Not to mention the biggest issue I have with the bill, which is the long term psychological effect of degradation of personal responsibility. “Gee”, you might say to yourself, “this guy is using a lot of big words. What does that mean to me?” It means that over a long period of time, people start to lose the ever necessary self-preservative instinct that is oh-so necessary to a functioning society. You see, people tend to avoid doing stupid things, like crashing cars into other people, hurting themselves, ect. because this is the real world. You have to face “Full-Life Consequences”, you have to pay for everything you do. Crash a car? You have to pay for it. Kill a guy? You go to jail. This is the most basic concept of personal responsibility. “Gee”, you might still be wondering, “what does this have to do with the Universal Healthcare Bill?” The bill makes healthcare “Free” for everyone by making everyone pay for it included in taxes. So this is a good thing for people with whom life has dealt a bad hand, like people with Terminal cancer or permanent crippling diseases, but it also means that people who screw up no longer have to face the consequences of their actions, at least in terms of healthcare. The biggest sticking point to me, is of course the issue of abortions. You see, under this bill, abortions could possibly fall under the “free healthcare” part of the bill, meaning anyone who wanted an abortion could have one, and have it paid for by the government. And by “the government” it really means “every and any tax-paying citizen”. This is the height of taking personal responsibility from the people. Not only would the people be engaging in sex and not wanting to face the consequences, they’re having everyone pay for getting themselves out of parenthood.
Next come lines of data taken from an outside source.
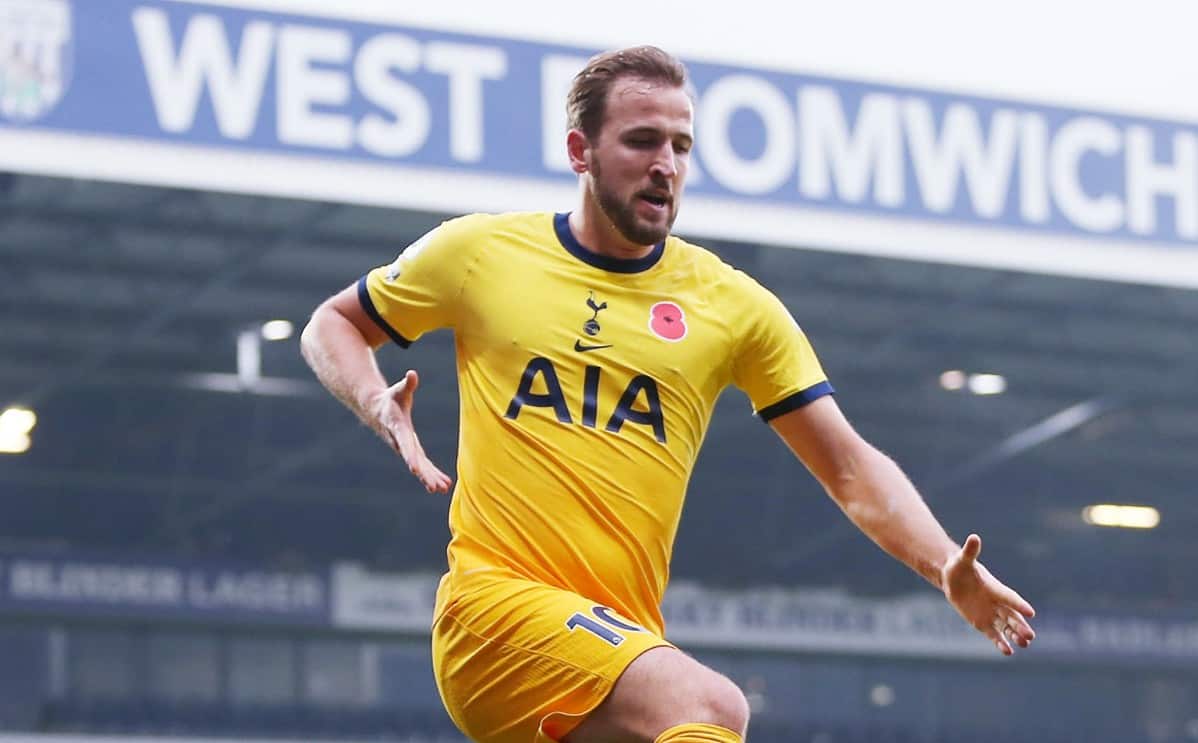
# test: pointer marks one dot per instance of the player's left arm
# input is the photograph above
(876, 495)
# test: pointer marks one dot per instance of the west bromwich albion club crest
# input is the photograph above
(35, 56)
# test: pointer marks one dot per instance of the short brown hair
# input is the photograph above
(587, 102)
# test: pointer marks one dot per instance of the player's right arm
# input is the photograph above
(339, 344)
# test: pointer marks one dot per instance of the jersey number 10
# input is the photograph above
(604, 629)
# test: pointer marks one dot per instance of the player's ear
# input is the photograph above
(578, 148)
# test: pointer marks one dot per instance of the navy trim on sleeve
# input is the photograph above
(796, 400)
(616, 265)
(368, 306)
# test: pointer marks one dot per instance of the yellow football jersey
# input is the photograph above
(587, 384)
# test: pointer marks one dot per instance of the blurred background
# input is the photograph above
(197, 541)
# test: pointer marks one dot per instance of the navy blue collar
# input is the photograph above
(616, 265)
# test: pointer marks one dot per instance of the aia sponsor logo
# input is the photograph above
(667, 321)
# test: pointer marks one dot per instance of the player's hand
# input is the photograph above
(990, 606)
(393, 411)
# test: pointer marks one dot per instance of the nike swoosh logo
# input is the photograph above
(579, 346)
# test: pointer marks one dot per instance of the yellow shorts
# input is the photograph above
(516, 659)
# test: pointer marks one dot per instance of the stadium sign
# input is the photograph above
(417, 119)
(85, 586)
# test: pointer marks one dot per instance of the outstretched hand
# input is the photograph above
(990, 606)
(393, 411)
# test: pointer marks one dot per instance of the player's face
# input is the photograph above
(640, 158)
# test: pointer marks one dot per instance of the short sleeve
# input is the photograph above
(421, 290)
(774, 362)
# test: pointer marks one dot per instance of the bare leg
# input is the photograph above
(661, 689)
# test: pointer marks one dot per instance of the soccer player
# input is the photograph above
(591, 348)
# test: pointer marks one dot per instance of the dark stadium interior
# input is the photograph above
(122, 306)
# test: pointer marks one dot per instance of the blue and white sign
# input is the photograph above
(162, 590)
(35, 56)
(318, 108)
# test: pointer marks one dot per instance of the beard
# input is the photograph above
(623, 217)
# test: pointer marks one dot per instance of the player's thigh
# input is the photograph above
(514, 657)
(660, 689)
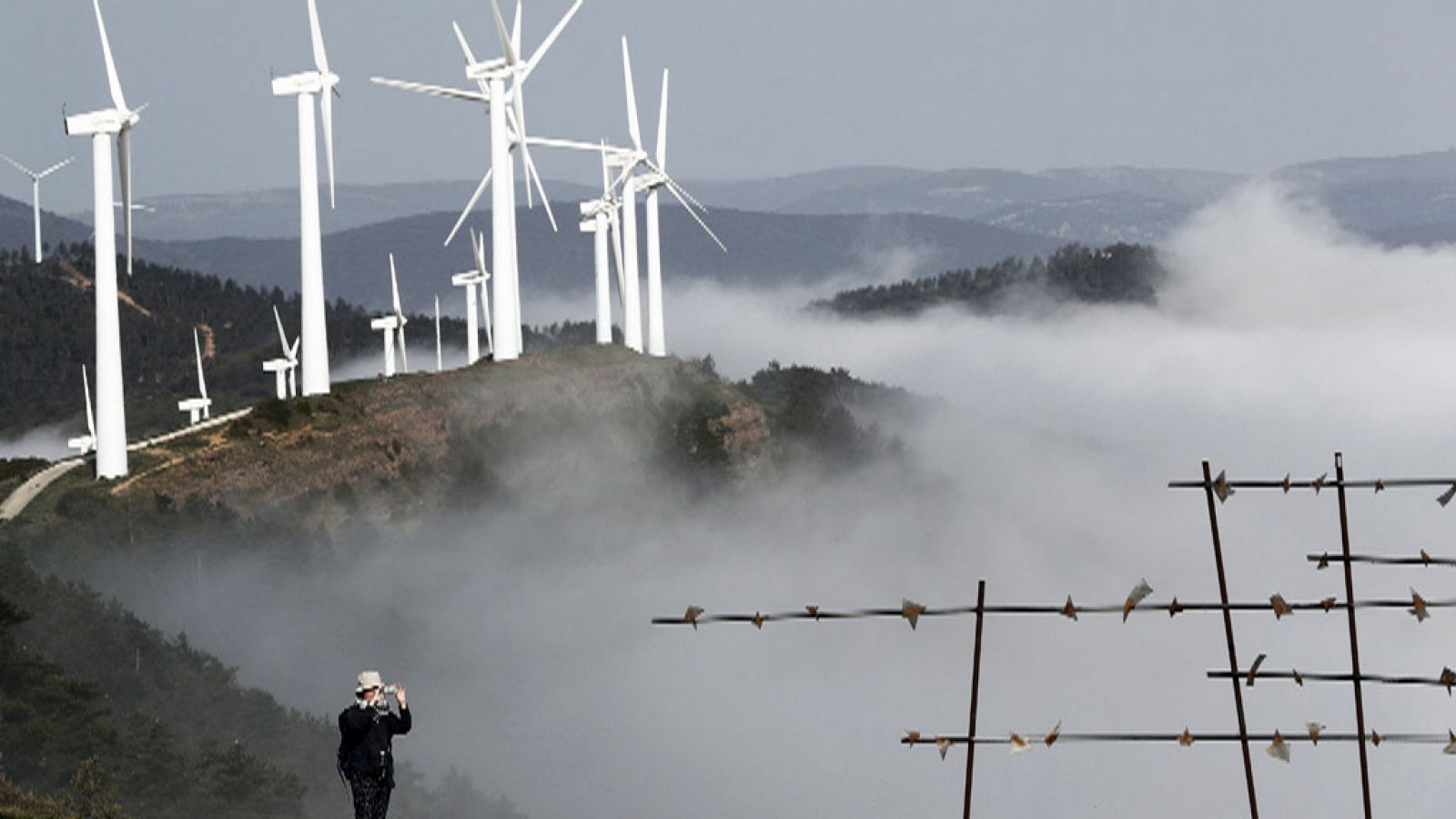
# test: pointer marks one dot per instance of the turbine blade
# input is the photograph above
(662, 127)
(470, 56)
(485, 307)
(516, 29)
(124, 157)
(478, 247)
(682, 191)
(320, 58)
(506, 35)
(433, 91)
(470, 206)
(516, 116)
(55, 167)
(632, 121)
(698, 219)
(328, 137)
(393, 286)
(283, 337)
(616, 242)
(91, 416)
(21, 167)
(551, 38)
(606, 179)
(541, 188)
(116, 98)
(197, 346)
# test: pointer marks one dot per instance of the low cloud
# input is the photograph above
(524, 632)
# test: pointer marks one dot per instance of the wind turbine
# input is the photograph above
(652, 181)
(35, 194)
(86, 443)
(201, 407)
(601, 217)
(440, 356)
(306, 86)
(470, 280)
(507, 109)
(284, 369)
(393, 324)
(101, 126)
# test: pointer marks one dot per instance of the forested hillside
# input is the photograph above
(1127, 274)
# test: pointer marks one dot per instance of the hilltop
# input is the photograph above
(376, 452)
(329, 479)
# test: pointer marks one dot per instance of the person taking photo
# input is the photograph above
(368, 733)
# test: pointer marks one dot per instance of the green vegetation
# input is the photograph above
(1117, 274)
(48, 331)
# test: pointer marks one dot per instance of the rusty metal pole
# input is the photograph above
(1228, 632)
(1354, 643)
(976, 695)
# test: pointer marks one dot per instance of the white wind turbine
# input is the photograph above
(507, 109)
(201, 407)
(320, 82)
(393, 324)
(86, 443)
(35, 194)
(652, 181)
(101, 126)
(470, 280)
(284, 369)
(601, 217)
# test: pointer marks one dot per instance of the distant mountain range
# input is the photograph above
(868, 225)
(766, 249)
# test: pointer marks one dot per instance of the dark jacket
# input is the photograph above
(366, 741)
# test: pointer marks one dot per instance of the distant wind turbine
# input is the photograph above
(201, 407)
(284, 369)
(320, 82)
(652, 181)
(507, 111)
(440, 358)
(101, 126)
(86, 443)
(35, 194)
(393, 324)
(472, 278)
(601, 217)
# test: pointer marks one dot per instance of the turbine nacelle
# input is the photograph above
(108, 121)
(305, 82)
(488, 70)
(470, 278)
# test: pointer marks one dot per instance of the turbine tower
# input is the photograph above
(652, 181)
(393, 324)
(201, 407)
(284, 369)
(35, 194)
(507, 113)
(601, 217)
(470, 280)
(101, 126)
(306, 86)
(86, 443)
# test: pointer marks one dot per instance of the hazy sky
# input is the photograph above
(759, 87)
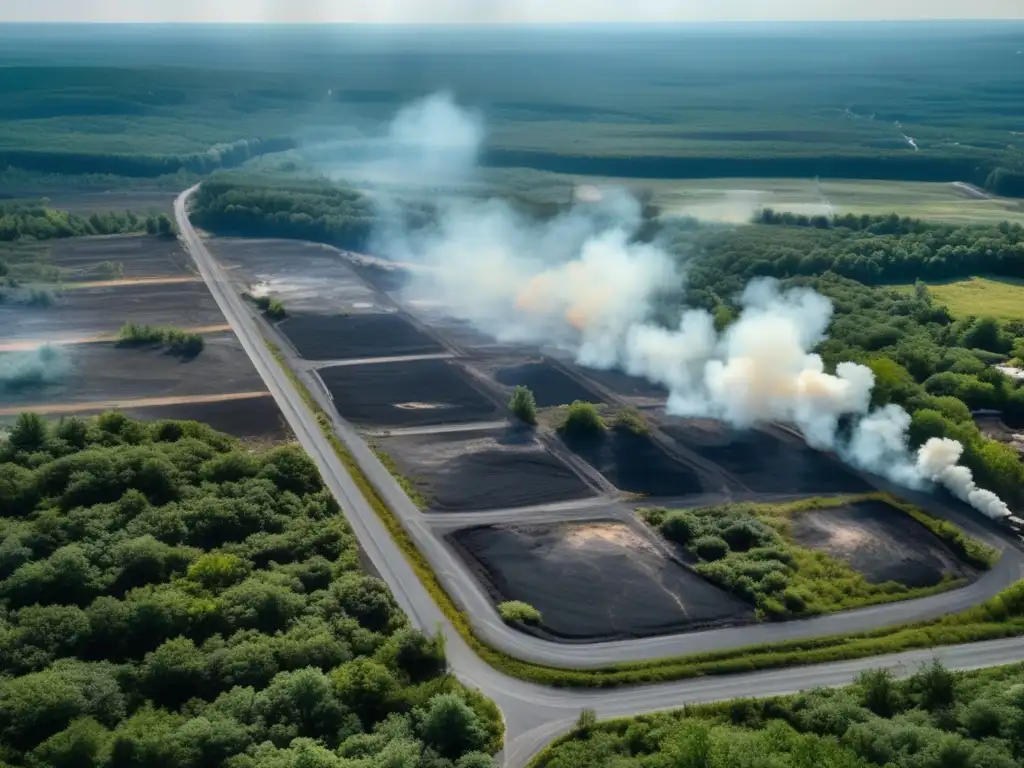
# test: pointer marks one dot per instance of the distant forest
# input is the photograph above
(870, 103)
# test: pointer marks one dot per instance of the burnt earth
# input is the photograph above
(594, 582)
(407, 394)
(486, 469)
(883, 543)
(323, 337)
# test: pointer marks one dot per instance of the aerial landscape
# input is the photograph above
(433, 395)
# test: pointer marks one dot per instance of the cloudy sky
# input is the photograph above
(459, 11)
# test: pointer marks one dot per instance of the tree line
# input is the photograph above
(875, 250)
(934, 719)
(142, 165)
(309, 210)
(36, 220)
(169, 598)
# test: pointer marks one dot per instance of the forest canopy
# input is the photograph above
(171, 598)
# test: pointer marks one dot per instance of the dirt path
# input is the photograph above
(22, 345)
(157, 281)
(77, 408)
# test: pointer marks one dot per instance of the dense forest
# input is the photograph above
(169, 598)
(25, 220)
(934, 719)
(304, 210)
(873, 250)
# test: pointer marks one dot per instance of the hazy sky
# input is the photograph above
(500, 10)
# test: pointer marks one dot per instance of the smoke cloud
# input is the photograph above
(34, 368)
(583, 283)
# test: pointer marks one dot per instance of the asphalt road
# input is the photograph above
(534, 714)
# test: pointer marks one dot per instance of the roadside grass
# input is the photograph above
(1001, 298)
(1000, 616)
(750, 551)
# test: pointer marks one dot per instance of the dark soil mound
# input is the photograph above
(407, 394)
(462, 471)
(549, 385)
(623, 384)
(883, 543)
(764, 462)
(636, 464)
(323, 337)
(594, 582)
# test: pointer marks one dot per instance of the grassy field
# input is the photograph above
(996, 297)
(735, 200)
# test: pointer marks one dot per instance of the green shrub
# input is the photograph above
(583, 420)
(523, 404)
(711, 548)
(516, 611)
(177, 341)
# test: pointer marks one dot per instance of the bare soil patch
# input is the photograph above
(103, 310)
(549, 385)
(486, 469)
(594, 582)
(89, 373)
(636, 464)
(324, 337)
(305, 276)
(140, 255)
(881, 542)
(764, 462)
(630, 387)
(408, 394)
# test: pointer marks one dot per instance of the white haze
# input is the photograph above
(581, 282)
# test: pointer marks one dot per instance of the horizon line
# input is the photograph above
(583, 23)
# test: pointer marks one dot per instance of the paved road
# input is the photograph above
(534, 715)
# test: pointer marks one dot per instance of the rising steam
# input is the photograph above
(582, 282)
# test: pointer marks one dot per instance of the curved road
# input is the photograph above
(534, 714)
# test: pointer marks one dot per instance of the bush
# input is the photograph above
(583, 420)
(177, 341)
(516, 611)
(523, 404)
(711, 548)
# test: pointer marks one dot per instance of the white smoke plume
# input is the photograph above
(582, 282)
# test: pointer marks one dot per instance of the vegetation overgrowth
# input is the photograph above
(36, 220)
(522, 404)
(933, 719)
(666, 108)
(749, 550)
(169, 597)
(516, 611)
(177, 341)
(583, 420)
(1000, 616)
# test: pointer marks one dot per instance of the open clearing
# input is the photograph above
(305, 276)
(997, 297)
(735, 200)
(407, 394)
(326, 337)
(464, 471)
(139, 255)
(103, 310)
(253, 417)
(764, 462)
(881, 542)
(594, 582)
(634, 463)
(88, 373)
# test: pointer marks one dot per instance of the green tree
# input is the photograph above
(449, 725)
(523, 404)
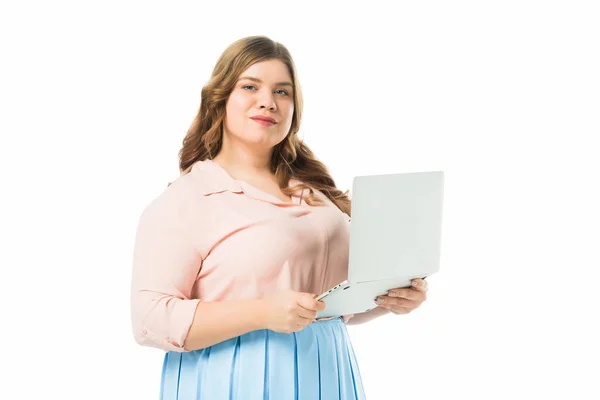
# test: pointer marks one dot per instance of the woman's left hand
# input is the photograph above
(404, 300)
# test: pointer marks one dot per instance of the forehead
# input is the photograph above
(270, 71)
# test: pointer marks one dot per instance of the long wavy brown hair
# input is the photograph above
(291, 158)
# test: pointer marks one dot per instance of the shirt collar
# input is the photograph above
(215, 180)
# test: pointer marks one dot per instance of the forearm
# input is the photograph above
(215, 322)
(368, 316)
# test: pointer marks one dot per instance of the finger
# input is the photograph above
(419, 284)
(396, 302)
(304, 313)
(401, 310)
(304, 322)
(410, 294)
(308, 302)
(321, 306)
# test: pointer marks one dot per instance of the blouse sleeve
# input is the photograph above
(165, 266)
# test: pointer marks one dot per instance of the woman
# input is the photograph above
(229, 258)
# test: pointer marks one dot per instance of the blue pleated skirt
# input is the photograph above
(316, 363)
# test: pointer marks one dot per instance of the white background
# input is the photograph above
(504, 96)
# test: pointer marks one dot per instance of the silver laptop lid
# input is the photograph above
(396, 225)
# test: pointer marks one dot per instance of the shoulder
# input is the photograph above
(177, 200)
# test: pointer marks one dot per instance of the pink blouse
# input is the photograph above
(209, 237)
“Nick,” you might say, “you stereotypically angry Asian man, Doctors don’t need defending! They make oodles of cash, garnered by illogically prescribing medications and pills! Cutting their pay means more money for the rest of us, right?” ‘No’ I’d reply. ‘No it does not.’ You see, doctors are often under-valued for the amount of work they put into what they do. 4 years of Pre-Med, 4 years of Medical School, and a 3-5 year period of residency would make a huge hole in anyone’s wallet, and people often forget that you aren’t paid for being a doctor when you’re in Med. School. Doctors, like small-business owners, often have to go for years before they are able to make the large amounts of money most of America seems to think they do, and thats if they aren’t constantly sued for malpractice. The new Healthcare bill, which could have brought some reform to the current Healthcare system instead of complete overhaul, completely fails to cap. Instead, they offer a 20% pay reduction. Being a doctor is far from an “Easy street to money” some seem to think it is. At least 10 years of work, dedication, study, and sacrifice go into working a semi-thankless job where you care for the sick and the injured. If that isn’t a justification for high pay, I don’t know what is.

So here’s where I write a conclusion, summarizing my arguments and telling you why I’m right. But, honestly, read everything I’ve written. If you like waiting for hours for sub-standard health care, if you’re okay with the Government trouncing all over your rights as an American citizen, and if you’re cool with the idea of people not paying for their own decisions, nothing I write can convince you that this bill is wrong. Think what you’d like, but the fact remains that there is so much wrong with this bill, the timing, the way it has been carried out, the spending, and the overall cost are just…wrong. But the point is that this bill could do so much for Healthcare. It could fix whats wrong with the system, it could streamline the entire process. Instead, its an overhaul, a costly and complex change from one working, albeit flawed, system onto a completely different system that we as Americans, know only horror stories from other countries about. America has so rarely been so split over an issue before, and there is no doubt in my mind that this will be one of the most historic changes to America. Weather or not the change is for good or bad remains to be seen, but I’m not keeping my hopes up.